P9 国文学研究資料館蔵
(読み)
命 可゛てあしに可らむ
いのちが てあしにからむ
「王し可゛て以志由ハ
わしが ていしゅは
水 く王しうりで
みずが しうりで
こ可゛奈し\/ といつ
こが なしこがなしといっ
てうりあるき
てうりあるき
とふ\/子可゛奈く
とうとうこが なく
て王し可゛この
てわしが この
さ満尓奈りまし多
さまになりました
「命 とつり可゛へ尓せねハ
いのちとつりが えにせねば
可ねもち尓ハ奈られ
かねもちにはなられ
ぬ多とへ命 尓可へて
ぬたとえいのちにかえて
も多ゞ本しいものハ
もただほしいものは
可年多゛の大 可゛ら
かねだ のおおが ら
くり多
くりだ
(大意)
[金が手足にからむ]
「わしの亭主は水菓子売りで、こがなしこがなしといって売り歩き、とうとう子がなくて、わしがこのような様になりました。
「命と取り替えにしなければ、金持ちにはなられぬ。たとえ命にかえても、ただ欲しいものは、金田の大からくりだ。
(補足)
「こ可゛奈し」、『こが‐なし【空閑梨・古河梨】
〘名〙 ナシの歴史上の品種。現在では、大古河(おおこが)という品種が知られ、九月中旬に熟し、大果で帯緑黄赤色、果肉は色が白く緻密で柔軟。

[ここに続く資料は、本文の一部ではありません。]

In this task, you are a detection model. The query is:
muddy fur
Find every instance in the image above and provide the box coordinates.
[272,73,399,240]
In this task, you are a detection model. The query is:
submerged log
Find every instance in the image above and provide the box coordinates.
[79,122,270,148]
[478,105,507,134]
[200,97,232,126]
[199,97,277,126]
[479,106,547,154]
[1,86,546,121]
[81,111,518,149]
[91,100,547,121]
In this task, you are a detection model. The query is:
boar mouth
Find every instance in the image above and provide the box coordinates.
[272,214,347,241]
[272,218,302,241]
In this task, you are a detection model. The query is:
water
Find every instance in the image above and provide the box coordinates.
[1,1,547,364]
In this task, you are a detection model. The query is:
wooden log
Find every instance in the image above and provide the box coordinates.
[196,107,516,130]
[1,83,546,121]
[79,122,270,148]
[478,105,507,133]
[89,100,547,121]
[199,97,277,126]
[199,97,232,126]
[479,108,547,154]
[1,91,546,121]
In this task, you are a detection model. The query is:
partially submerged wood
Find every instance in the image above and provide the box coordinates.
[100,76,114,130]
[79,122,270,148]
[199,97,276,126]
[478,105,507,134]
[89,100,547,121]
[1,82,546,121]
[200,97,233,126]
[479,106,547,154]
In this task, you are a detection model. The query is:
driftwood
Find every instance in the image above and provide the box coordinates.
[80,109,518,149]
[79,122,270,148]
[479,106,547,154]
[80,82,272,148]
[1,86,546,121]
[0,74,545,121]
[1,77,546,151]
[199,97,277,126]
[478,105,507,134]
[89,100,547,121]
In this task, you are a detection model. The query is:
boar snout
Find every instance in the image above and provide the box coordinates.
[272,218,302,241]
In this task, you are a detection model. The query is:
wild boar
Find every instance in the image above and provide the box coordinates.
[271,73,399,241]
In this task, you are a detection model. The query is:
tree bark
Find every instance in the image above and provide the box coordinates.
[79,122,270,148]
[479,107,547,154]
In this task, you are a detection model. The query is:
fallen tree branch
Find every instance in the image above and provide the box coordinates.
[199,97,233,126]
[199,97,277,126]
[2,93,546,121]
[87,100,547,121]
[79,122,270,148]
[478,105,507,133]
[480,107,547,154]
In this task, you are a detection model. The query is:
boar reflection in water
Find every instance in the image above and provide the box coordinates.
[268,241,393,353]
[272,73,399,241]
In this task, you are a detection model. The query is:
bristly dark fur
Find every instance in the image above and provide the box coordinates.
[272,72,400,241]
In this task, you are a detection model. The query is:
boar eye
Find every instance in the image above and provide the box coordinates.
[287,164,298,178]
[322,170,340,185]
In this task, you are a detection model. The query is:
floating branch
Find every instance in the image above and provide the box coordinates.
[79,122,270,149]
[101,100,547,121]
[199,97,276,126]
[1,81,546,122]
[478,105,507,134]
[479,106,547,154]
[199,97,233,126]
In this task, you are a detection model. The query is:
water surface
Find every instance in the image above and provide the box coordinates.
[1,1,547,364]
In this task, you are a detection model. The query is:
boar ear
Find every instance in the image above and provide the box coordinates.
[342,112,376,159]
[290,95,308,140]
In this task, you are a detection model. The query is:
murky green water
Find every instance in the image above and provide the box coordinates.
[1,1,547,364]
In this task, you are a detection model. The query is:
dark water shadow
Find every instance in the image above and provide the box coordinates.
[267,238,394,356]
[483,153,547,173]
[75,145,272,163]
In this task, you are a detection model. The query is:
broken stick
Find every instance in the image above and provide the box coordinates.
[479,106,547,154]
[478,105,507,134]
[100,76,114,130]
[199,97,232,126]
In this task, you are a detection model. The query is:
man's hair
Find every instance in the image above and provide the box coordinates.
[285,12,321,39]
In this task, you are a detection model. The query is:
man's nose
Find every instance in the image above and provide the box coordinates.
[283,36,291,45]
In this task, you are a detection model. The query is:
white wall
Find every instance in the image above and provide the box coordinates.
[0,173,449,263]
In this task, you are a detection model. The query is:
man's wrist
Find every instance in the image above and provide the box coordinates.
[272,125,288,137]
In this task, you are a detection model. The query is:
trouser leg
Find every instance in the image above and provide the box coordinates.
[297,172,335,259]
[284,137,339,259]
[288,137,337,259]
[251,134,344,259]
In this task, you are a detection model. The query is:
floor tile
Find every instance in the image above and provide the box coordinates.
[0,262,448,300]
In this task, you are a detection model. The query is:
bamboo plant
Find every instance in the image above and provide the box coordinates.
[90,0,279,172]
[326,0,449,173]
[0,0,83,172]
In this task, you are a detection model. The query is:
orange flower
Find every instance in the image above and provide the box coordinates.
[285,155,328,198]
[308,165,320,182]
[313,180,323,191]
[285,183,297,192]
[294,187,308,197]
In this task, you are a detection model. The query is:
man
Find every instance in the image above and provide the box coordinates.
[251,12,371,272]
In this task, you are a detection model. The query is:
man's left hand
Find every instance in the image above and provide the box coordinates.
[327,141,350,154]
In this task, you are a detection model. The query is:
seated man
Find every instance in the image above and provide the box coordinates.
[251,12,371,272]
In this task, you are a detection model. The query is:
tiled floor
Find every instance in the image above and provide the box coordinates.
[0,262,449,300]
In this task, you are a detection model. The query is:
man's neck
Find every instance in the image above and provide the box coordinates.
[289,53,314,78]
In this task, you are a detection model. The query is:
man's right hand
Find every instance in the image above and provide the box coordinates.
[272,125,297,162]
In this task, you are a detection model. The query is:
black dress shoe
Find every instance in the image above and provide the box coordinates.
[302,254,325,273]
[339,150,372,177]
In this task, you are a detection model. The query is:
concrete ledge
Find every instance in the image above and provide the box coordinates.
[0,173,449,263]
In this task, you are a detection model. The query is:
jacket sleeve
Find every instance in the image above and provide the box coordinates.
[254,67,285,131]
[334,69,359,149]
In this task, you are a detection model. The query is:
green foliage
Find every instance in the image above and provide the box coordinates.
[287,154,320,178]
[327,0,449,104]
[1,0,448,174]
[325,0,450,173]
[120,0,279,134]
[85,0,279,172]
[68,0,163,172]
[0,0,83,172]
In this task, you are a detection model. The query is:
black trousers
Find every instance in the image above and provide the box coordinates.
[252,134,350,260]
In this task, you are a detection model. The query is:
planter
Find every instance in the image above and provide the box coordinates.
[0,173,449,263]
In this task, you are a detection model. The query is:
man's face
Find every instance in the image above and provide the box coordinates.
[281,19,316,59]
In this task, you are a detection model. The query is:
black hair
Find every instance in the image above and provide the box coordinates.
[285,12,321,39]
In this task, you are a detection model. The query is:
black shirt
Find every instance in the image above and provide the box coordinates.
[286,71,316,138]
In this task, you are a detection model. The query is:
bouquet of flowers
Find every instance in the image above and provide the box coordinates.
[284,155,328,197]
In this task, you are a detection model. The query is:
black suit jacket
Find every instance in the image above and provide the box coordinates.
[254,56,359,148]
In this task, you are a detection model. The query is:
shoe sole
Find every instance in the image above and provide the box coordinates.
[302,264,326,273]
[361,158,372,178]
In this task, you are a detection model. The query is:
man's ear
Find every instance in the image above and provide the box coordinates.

俳諧・犬子集(1633)二「ちればわが身をこがなしの花々哉〈貞継〉」』
「可年多゛の大可゛らくり」、『竹田人形は古い歴史を持ち、寛分年間(1660年頃)に竹田近江掾が大阪の道頓堀に人形芝居の櫓を上げたのが始まりといわれています。この竹田人形は、糸繰りとカラクリ人形として評判をとり、いつも大入り満員を続けた民衆的な人形芝居でした』とあり、金田と洒落ている。
ばあさまの手足にからむ命のしっぽがちと怖い。